The government has collaborated with the disability sector to make the NDIS more accessible for people from all cultural and language backgrounds.
The Cultural and Linguistic Diversity (CALD) Strategy 2024-2028 is designed to improve the NDIS experience for the estimated 60,000 participants from CALD backgrounds, including the Deaf community.
The National Disability Insurance Agency (NDIA) worked closely with the National Ethnic Disability Alliance (NEDA) and an Expert Advisory Group of 32 organisations, to develop the strategy. Over 800 voices from the CALD community shaped the strategy, providing the NDIA with feedback, lived experience, ideas, and stories.
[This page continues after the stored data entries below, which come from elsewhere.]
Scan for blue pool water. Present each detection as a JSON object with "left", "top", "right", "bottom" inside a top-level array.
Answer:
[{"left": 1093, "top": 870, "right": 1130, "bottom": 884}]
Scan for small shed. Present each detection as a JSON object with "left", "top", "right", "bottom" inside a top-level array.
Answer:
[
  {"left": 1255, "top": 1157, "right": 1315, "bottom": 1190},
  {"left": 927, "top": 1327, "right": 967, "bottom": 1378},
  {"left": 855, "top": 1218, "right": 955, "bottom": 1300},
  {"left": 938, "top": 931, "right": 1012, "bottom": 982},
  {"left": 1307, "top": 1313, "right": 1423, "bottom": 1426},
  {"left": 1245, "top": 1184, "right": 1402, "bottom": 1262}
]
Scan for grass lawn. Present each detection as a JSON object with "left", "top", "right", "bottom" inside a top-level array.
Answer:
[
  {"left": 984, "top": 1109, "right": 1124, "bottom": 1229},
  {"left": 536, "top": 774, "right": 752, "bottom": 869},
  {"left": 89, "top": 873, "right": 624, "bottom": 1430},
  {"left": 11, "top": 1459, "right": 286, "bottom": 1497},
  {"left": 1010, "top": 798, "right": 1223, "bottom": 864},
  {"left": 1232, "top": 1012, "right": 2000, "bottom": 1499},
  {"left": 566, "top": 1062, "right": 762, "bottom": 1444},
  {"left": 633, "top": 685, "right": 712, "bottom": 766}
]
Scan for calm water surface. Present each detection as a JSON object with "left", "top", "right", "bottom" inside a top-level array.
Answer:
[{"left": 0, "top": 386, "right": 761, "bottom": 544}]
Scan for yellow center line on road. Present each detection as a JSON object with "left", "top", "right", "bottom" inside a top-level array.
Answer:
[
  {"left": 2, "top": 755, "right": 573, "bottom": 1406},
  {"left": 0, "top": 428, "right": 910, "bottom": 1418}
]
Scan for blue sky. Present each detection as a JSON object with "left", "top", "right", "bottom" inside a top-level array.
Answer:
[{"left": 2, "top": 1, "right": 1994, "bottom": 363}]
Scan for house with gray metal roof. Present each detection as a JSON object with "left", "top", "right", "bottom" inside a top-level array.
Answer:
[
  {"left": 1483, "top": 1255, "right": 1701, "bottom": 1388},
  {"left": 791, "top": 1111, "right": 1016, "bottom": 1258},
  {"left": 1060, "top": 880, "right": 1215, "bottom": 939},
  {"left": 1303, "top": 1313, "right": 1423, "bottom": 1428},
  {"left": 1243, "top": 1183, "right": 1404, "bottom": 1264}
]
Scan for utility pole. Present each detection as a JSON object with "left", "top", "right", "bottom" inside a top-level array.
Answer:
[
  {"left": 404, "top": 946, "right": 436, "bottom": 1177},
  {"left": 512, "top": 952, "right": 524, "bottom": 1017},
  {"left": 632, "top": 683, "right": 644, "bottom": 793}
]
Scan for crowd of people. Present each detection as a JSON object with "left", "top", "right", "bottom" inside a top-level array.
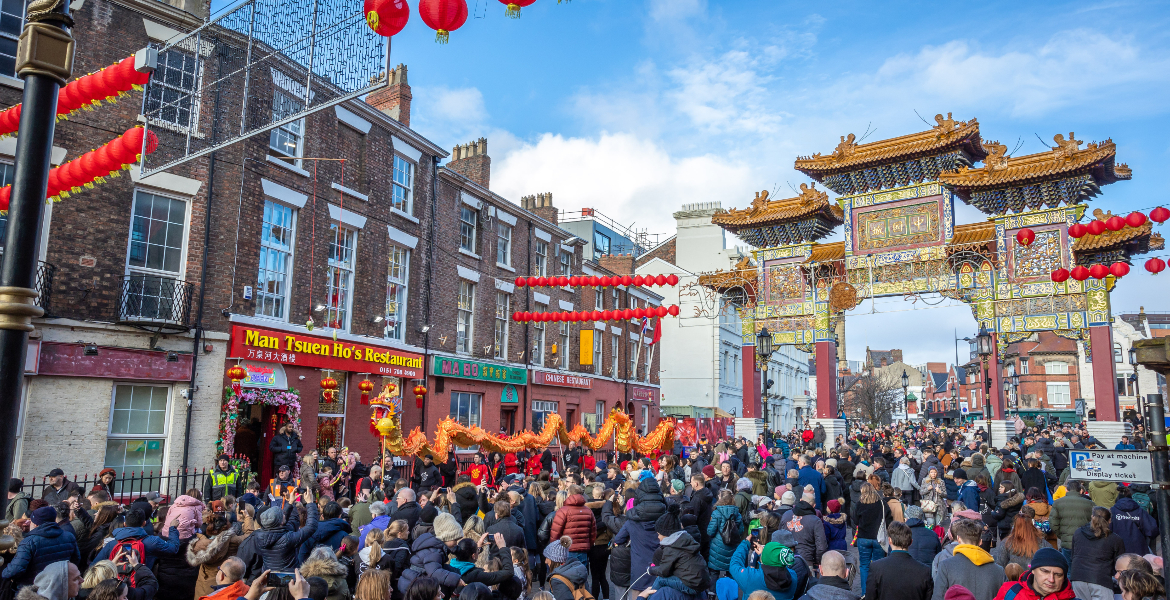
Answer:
[{"left": 0, "top": 418, "right": 1164, "bottom": 600}]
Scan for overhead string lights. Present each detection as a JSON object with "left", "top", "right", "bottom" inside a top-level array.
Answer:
[{"left": 512, "top": 305, "right": 680, "bottom": 323}]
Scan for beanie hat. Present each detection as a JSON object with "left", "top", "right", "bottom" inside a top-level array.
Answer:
[
  {"left": 826, "top": 499, "right": 841, "bottom": 513},
  {"left": 774, "top": 486, "right": 786, "bottom": 499},
  {"left": 760, "top": 542, "right": 794, "bottom": 568},
  {"left": 1029, "top": 547, "right": 1069, "bottom": 573},
  {"left": 905, "top": 505, "right": 924, "bottom": 521},
  {"left": 952, "top": 468, "right": 968, "bottom": 480},
  {"left": 259, "top": 506, "right": 284, "bottom": 529},
  {"left": 543, "top": 536, "right": 570, "bottom": 563},
  {"left": 671, "top": 479, "right": 684, "bottom": 493},
  {"left": 781, "top": 491, "right": 796, "bottom": 506},
  {"left": 420, "top": 505, "right": 438, "bottom": 524},
  {"left": 7, "top": 478, "right": 20, "bottom": 494},
  {"left": 655, "top": 504, "right": 682, "bottom": 536},
  {"left": 943, "top": 586, "right": 976, "bottom": 600},
  {"left": 98, "top": 468, "right": 116, "bottom": 478},
  {"left": 30, "top": 506, "right": 56, "bottom": 526},
  {"left": 737, "top": 477, "right": 752, "bottom": 491},
  {"left": 433, "top": 512, "right": 462, "bottom": 542},
  {"left": 825, "top": 458, "right": 838, "bottom": 468},
  {"left": 702, "top": 465, "right": 716, "bottom": 479}
]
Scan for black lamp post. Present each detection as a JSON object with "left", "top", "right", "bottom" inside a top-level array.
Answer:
[
  {"left": 974, "top": 326, "right": 995, "bottom": 439},
  {"left": 901, "top": 369, "right": 909, "bottom": 423},
  {"left": 1128, "top": 346, "right": 1143, "bottom": 421},
  {"left": 951, "top": 384, "right": 959, "bottom": 424},
  {"left": 757, "top": 328, "right": 774, "bottom": 435}
]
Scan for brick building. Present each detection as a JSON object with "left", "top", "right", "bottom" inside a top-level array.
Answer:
[{"left": 8, "top": 0, "right": 662, "bottom": 482}]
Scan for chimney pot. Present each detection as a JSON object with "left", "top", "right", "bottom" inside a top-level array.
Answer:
[{"left": 367, "top": 64, "right": 412, "bottom": 126}]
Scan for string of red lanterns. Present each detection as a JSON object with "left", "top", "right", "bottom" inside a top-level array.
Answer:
[
  {"left": 1067, "top": 208, "right": 1168, "bottom": 239},
  {"left": 0, "top": 55, "right": 151, "bottom": 138},
  {"left": 512, "top": 305, "right": 681, "bottom": 323},
  {"left": 1052, "top": 262, "right": 1134, "bottom": 282},
  {"left": 516, "top": 273, "right": 680, "bottom": 288},
  {"left": 0, "top": 126, "right": 159, "bottom": 212}
]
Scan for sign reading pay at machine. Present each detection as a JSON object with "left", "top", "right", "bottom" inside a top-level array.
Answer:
[{"left": 1069, "top": 450, "right": 1154, "bottom": 484}]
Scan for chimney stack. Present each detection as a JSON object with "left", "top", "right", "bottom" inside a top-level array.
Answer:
[
  {"left": 366, "top": 64, "right": 412, "bottom": 127},
  {"left": 521, "top": 192, "right": 557, "bottom": 225},
  {"left": 447, "top": 137, "right": 490, "bottom": 189}
]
The strategy proposes to implement 28 actions over four years with specific actions including:
- Providing better guidance to planners to improve their understanding of the supports and needs of CALD participants, and to make sure planning processes are culturally appropriate
- Review and update processes for NDIS meetings with interpreters (including Auslan) to improve communication approaches such as options for longer meetings, preferred or required interpreters and in-person interpreting services
- Working with the NDIS Quality and Safeguards Commission to enable more culturally appropriate services
- Identifying, developing and supporting activities from community organisations that promote awareness of the NDIS (including eligibility) and reduce stigma around disability in CALD communities
- Researching, identifying and publishing new data on participants from CALD backgrounds to enable better evidence-based decision making by NDIS staff, partners and the sector.
The strategy incorporates findings from the Royal Commission into Violence, Abuse, Neglect and Exploitation of People with Disability and feedback from the NDIS Review. The NDIA has also developed an Action Plan to measure the strategy’s progress and feedback from CALD communities.
There are 85 translations of the Strategy and its Action Plan, including Auslan and Easy Read versions.